Szymon Woźniak rok temu cieszył się z awansu do Grand Prix. Zawsze podkreślał, że nie jest jakimś wybitnym talentem, że wszystko zdobył dzięki ciężkiej pracy.

10 lat temu został mistrzem Polski juniorów, 7 lat temu cieszył się z seniorskiego złota, w 2020 ze srebrnego medalu Speedway of Nations. Awans do Grand Prix był kolejnym sukcesem, który sprawił mu wielką radość.

Oczywiście po cichu liczył, że w GP namiesza, że zrobi wynik, który zaskoczy ekspertów i kibiców. Zatrudnił 4-krotnego mistrza Grega Hancocka w charakterze mentora, przygotował się najlepiej, jak potrafił. Wszystko jednak na nic. Początek miał nawet obiecujący, ale im dalej w las tym było gorzej. Słabsze wyniki i kolejne przegrane biegi ewidentnie ciągnęły go w dół. Skończyło się na trzynastym miejscu i 58 punktach. Dwa razy meldował się w półfinale, ale w pięciu ostatnich turniejach nie zdobył łącznie nawet 10 punktów.

Woźniakowi oberwało się od wielu kibiców. Przede wszystkim za Hancocka. Niektórzy jakby zapomnieli, że Woźniak nie jest jakimś błyskotliwym talentem, któremu wszystko przychodzi łatwo, lekko i przyjemnie. Mało kto wziął pod uwagę to, że może gdyby nie było Hancocka, to ten wynik mógłby być jeszcze gorszy. Nikomu nie przyszło do głowy, że może dla pracusia Woźniaka tegoroczny wynik, to był absolutny maks, że w tym momencie nie stać go na więcej. Bo taki zawodnik musi jeść małą łyżeczką.

U Szymona dodatkowo pojawiły się problemy sprzętowe, gdzie też wiele czasu musiał poświęcić na poszukiwanie nowych rozwiązań, które przełożyłyby się na większą prędkość w jego motocyklach. Bo tego też często brakowało.

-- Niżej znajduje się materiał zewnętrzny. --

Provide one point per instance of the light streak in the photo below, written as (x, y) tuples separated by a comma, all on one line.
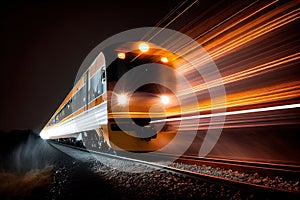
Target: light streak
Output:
[(272, 108)]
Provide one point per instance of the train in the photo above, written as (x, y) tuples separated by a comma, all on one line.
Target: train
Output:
[(101, 117)]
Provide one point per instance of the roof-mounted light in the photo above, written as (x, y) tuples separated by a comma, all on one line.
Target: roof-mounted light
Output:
[(165, 99), (121, 55), (144, 47)]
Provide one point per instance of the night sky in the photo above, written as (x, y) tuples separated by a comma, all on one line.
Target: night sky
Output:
[(43, 44)]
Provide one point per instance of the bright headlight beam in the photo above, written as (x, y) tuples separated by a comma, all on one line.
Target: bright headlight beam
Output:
[(165, 99), (290, 106)]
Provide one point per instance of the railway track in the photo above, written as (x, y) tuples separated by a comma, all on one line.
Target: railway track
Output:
[(262, 190)]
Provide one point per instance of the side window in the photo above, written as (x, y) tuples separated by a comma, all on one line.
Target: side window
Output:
[(97, 84), (103, 79)]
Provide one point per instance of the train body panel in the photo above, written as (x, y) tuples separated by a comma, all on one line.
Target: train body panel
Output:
[(87, 111)]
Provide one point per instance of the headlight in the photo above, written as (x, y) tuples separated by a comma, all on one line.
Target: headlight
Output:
[(165, 99), (122, 99), (144, 47)]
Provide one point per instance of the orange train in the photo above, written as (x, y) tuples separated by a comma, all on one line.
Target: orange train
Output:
[(100, 116)]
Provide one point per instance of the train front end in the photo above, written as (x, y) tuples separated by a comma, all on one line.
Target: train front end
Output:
[(141, 85)]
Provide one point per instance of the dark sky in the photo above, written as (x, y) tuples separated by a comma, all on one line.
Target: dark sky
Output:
[(44, 42)]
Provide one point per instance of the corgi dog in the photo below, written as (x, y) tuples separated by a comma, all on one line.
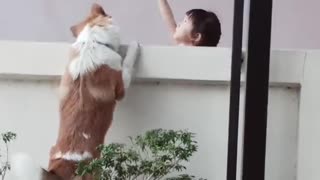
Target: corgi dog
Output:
[(96, 78)]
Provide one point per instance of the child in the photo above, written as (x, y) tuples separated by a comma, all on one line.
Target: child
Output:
[(199, 27)]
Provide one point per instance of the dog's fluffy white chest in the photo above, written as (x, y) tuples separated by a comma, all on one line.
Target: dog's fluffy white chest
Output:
[(93, 54)]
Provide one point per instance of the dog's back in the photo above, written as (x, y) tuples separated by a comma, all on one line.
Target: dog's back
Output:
[(93, 81)]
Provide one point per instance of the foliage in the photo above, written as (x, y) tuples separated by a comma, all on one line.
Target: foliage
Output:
[(151, 156), (4, 158)]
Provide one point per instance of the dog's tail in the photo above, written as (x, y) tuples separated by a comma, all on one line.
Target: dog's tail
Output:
[(24, 168)]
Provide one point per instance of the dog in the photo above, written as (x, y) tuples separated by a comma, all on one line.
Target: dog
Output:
[(96, 78)]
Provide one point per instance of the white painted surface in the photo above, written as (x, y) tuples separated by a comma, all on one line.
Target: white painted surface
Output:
[(203, 64), (309, 125), (30, 109), (183, 99), (293, 25)]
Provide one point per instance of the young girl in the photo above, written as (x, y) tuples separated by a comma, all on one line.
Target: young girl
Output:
[(199, 27)]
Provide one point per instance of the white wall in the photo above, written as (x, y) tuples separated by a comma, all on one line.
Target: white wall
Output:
[(37, 20), (30, 109), (309, 125), (195, 97)]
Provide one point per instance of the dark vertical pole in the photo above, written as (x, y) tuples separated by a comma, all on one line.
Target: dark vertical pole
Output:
[(235, 89), (257, 86)]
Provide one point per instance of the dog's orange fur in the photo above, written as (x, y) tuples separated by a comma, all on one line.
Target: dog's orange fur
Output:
[(86, 106)]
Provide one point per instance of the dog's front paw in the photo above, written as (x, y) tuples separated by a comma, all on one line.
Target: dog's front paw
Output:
[(134, 44)]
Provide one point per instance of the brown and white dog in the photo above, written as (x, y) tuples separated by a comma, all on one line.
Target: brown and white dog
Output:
[(95, 79)]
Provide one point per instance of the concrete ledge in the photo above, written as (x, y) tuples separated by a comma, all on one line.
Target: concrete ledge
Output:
[(34, 60)]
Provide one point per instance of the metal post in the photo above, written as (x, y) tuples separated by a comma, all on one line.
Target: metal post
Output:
[(235, 89), (257, 86)]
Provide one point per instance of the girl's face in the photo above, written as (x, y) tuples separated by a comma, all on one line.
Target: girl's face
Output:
[(183, 33)]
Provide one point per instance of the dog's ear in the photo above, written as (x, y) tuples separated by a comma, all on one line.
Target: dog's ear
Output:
[(96, 9)]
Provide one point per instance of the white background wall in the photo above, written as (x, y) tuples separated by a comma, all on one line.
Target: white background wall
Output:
[(30, 108), (295, 22), (199, 103)]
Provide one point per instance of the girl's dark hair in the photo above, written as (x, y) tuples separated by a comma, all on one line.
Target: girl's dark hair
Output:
[(207, 24)]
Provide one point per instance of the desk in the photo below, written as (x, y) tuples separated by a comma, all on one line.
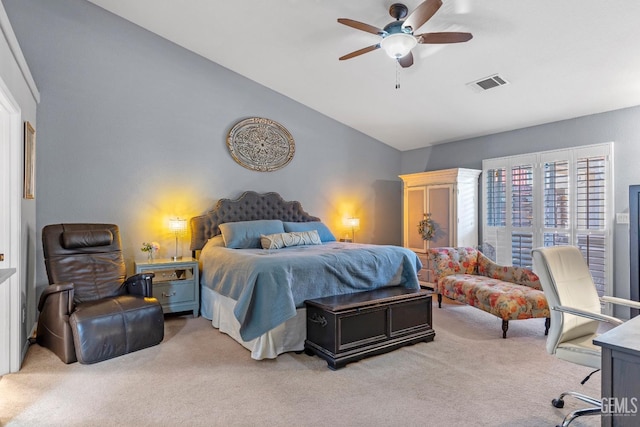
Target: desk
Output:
[(621, 374)]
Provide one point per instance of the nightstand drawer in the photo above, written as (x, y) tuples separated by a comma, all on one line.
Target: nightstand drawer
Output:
[(170, 274), (176, 283), (175, 292)]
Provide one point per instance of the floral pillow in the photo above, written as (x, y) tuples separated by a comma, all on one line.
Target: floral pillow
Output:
[(448, 261)]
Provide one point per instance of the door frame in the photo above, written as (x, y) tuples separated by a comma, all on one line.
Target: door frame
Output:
[(11, 223)]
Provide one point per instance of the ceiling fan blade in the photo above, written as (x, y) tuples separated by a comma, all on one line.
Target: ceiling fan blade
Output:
[(422, 14), (359, 52), (439, 38), (406, 61), (360, 26)]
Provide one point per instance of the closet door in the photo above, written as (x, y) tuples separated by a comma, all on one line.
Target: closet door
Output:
[(440, 205)]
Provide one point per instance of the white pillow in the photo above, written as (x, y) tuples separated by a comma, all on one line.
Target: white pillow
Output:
[(296, 238)]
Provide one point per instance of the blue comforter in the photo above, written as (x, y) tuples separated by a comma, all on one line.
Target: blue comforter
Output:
[(269, 285)]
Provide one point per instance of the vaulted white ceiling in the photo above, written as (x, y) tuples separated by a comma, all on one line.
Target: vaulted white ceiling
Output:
[(562, 59)]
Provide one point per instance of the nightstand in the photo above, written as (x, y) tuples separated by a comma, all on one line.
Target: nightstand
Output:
[(176, 283)]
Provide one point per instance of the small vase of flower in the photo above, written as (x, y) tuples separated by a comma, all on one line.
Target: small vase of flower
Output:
[(427, 227), (150, 248)]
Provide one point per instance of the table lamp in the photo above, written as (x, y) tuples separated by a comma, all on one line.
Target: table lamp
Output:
[(178, 226), (353, 223)]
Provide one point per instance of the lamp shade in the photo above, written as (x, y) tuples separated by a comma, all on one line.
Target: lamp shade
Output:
[(178, 225), (398, 45), (352, 222)]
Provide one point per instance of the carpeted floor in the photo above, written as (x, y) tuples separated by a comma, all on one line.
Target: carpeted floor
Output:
[(468, 376)]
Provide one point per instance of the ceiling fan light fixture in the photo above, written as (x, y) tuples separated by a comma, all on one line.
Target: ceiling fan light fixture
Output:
[(398, 45)]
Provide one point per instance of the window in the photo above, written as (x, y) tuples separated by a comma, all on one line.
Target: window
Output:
[(551, 198)]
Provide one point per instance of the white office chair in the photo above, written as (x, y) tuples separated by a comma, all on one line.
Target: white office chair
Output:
[(575, 315)]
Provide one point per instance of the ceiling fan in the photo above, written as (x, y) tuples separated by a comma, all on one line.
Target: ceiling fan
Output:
[(398, 38)]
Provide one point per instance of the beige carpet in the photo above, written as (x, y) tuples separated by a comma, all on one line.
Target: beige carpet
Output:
[(468, 376)]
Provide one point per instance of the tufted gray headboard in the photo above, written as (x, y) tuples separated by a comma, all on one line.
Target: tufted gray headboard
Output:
[(249, 206)]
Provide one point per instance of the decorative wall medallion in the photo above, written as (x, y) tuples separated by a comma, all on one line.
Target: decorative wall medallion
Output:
[(261, 144)]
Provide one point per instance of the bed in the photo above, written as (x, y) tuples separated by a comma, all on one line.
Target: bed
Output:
[(256, 295)]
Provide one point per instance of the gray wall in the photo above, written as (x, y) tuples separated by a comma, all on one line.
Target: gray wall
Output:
[(622, 127), (132, 130)]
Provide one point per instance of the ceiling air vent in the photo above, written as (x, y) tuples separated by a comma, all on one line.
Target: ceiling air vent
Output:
[(487, 83)]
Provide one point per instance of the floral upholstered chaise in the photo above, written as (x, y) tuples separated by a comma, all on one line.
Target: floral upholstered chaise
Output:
[(468, 276)]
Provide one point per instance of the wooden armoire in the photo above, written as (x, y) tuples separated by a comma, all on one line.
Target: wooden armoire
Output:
[(450, 196)]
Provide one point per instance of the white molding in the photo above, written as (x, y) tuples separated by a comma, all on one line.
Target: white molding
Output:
[(12, 41)]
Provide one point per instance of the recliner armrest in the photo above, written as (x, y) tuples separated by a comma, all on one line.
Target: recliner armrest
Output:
[(55, 289), (140, 284), (621, 301), (589, 314)]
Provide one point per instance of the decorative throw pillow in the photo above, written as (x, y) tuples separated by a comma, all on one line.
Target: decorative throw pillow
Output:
[(296, 238), (246, 234), (216, 241), (322, 229)]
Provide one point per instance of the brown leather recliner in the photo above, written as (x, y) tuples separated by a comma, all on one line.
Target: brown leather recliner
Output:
[(90, 313)]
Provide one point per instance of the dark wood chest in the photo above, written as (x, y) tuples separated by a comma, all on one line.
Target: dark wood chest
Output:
[(346, 328)]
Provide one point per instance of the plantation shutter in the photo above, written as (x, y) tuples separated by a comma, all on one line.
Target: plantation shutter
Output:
[(551, 198)]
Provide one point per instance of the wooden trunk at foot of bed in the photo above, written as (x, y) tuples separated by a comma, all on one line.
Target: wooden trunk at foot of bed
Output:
[(346, 328)]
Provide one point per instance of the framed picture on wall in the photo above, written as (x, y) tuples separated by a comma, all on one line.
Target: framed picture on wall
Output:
[(29, 161)]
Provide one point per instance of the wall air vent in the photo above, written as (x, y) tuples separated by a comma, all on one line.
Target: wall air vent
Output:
[(487, 83)]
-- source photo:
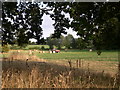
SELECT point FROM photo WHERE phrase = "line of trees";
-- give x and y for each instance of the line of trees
(98, 22)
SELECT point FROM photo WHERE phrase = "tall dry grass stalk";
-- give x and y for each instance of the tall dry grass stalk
(47, 75)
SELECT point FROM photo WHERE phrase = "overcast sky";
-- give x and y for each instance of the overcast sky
(49, 29)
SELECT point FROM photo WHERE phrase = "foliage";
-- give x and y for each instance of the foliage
(5, 48)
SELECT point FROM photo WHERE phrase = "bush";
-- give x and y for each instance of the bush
(5, 48)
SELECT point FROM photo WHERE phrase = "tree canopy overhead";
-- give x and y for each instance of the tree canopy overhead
(97, 21)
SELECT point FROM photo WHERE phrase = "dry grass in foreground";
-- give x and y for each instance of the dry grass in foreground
(20, 73)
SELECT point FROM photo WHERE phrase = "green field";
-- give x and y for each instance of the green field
(71, 55)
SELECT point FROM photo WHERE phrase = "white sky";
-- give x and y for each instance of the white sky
(49, 29)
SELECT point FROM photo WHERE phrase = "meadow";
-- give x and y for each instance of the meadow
(71, 69)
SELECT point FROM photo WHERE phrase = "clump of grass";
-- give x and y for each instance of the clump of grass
(35, 76)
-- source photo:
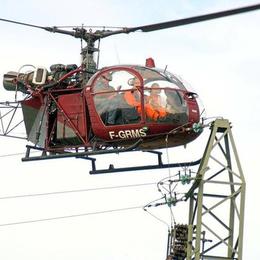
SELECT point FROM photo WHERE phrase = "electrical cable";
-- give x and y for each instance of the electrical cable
(68, 216)
(75, 191)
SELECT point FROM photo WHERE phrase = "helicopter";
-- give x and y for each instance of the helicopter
(72, 110)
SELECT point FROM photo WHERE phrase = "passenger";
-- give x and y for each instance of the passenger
(132, 97)
(105, 101)
(154, 109)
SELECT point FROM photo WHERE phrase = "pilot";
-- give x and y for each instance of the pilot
(132, 97)
(105, 94)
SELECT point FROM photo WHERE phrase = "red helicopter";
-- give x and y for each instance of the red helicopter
(73, 110)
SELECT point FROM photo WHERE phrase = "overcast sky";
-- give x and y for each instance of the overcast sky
(220, 59)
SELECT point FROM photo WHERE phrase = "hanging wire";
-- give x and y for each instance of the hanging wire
(68, 216)
(76, 191)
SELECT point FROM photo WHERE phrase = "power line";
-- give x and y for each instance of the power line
(69, 216)
(75, 191)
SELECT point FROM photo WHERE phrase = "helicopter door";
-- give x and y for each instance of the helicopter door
(71, 123)
(117, 97)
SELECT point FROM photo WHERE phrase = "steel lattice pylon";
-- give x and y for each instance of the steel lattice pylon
(217, 200)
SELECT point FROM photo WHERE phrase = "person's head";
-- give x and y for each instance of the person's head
(106, 77)
(155, 88)
(136, 83)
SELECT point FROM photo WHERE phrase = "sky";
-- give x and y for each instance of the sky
(220, 59)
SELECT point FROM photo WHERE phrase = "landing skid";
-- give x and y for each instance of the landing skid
(111, 168)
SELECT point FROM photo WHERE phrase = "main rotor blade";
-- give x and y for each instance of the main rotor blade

W sumie GP i cała reszta odbiły się na formie Woźniaka na tyle, że rozstał się z ebut.pl Stalą Gorzów, zszedł ligę niżej (wrócił do swojej Polonii Bydgoszcz) i będzie próbował wskoczyć na właściwe tory, nabrać rozpędu, a za jakiś czas spróbować tego GP ponownie.